Sono, da quando ho la maggiore età, un profugo politico, un apolide 
sbandato ancora alla ricerca di una bandiera. Mi sarebbe piaciuto essere
 comunista, da giovane, ma il boccone dell’Urss era troppo grosso per 
essere digerito. Nonostante gli sforzi dei miei amici e potenziali 
compagni, non capivo perché per difendere e promuovere gli interessi dei
 lavoratori si dovessero accettare i Gulag, le Pravda o le colonne di 
carri armati nel” Paesi Fratelli”. Il Movimentismo gruppuscolare 
flirtava troppo con il mito della violenza purificatrice e di una 
rivoluzione che soltanto loro fingevano di volere in attesa di 
imborghesirsi e sistemarsi. I socialisti, quelli del PSI, mi parvero un 
buon compromesso, ma poi arrivò Craxi, e addio per sempre, cari. 
Invecchiando, evoluzione ed egoismo avrebbero potuto spingermi a destra:
 chi da giovane è conservatore è senza cuore, chi da vecchio è 
rivoluzionario è senza cervello, si dice. Ma a destra si alzò la 
tragica, e sordida, macchietta di Berlusconi a rendere insopportabile il
 pensiero di votare per quella banda che di destro aveva soltanto il 
furto con destrezza, anche in cambio di tasse ridotte (quando mai). Il 
PD mi parve un’ipotesi promettente, ma rapidamente non riuscii più a 
capire che cosa fosse il PD, come vedo che ora non capiscono neppure 
loro. Adesso monta l’onda del M5S e perché no, sono “ragazzi” – o 
fingono di esserlo – pieni di buone e confuse intenzioni, ma la 
petulanza, la saccenteria, la puzzetta sotto il naso, il velleitarismo 
spacciato per programmi e l’asservimento agli ukaz del Capo e del suo 
sinistro Mazzarino lungocrinito, alludendo a un futuro radioso per ora 
fatto soltanto di “no, no e no”, mi ricordano troppo un PCI 40 anni 
dopo, in versione da operetta. Per non pensare al peggio: credere, 
obbedire, bloccare: e chi usa “meet up” invece di riunioni mi sta 
istantaneamente sulle scatole. Devo riconoscere che non hanno carri 
armati, anche se hanno la loro brava Pravda sia online che sulla carta, 
per fare da compagna di strada. Onestà è condizione necessaria, per 
governare, ma non sufficiente. Competenza significa tutto e niente, come
 “meritocrazia”: si può essere competenti e combinare disastri per 
inettitudine politica. Il “merito”, se non si corrono i 100 metri e si 
va più veloci degli altri, è sempre un giudizio, e come tale soggettivo:
 titoli ed esami non fanno grandi leader, professori, imprenditori. 

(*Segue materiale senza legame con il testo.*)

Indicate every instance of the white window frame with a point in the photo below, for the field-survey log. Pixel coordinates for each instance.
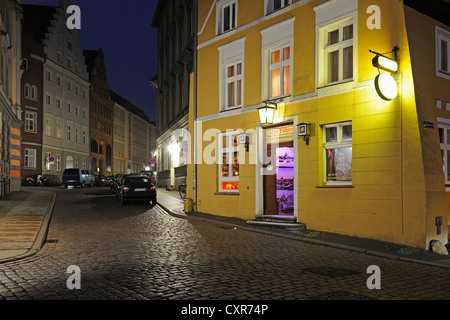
(270, 4)
(229, 149)
(442, 36)
(229, 54)
(339, 143)
(332, 15)
(274, 37)
(444, 125)
(234, 81)
(30, 121)
(48, 127)
(30, 158)
(280, 65)
(58, 162)
(220, 15)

Tutti invocano il “lavoro” e vanno a mietere ovazioni nei talk show, ma 
non sento mai nessuno che mi spieghi in maniera convincente come 
crearlo, se non rovesciando altri soldi pubblici, risparmiati da una 
parte per buttarla da un’altra, che è la formula del nostro disastro 
attuale. Non votare è l’orgasmo della coglioneria autolesionista (già 
nessuno parla più della “astensione”) e dunque voto, di malavoglia, di 
contraggenio, d’abitudine, ma voto. Continuo a vagare, aspettando il 
Godot della nuova Italia, da mezzo secolo.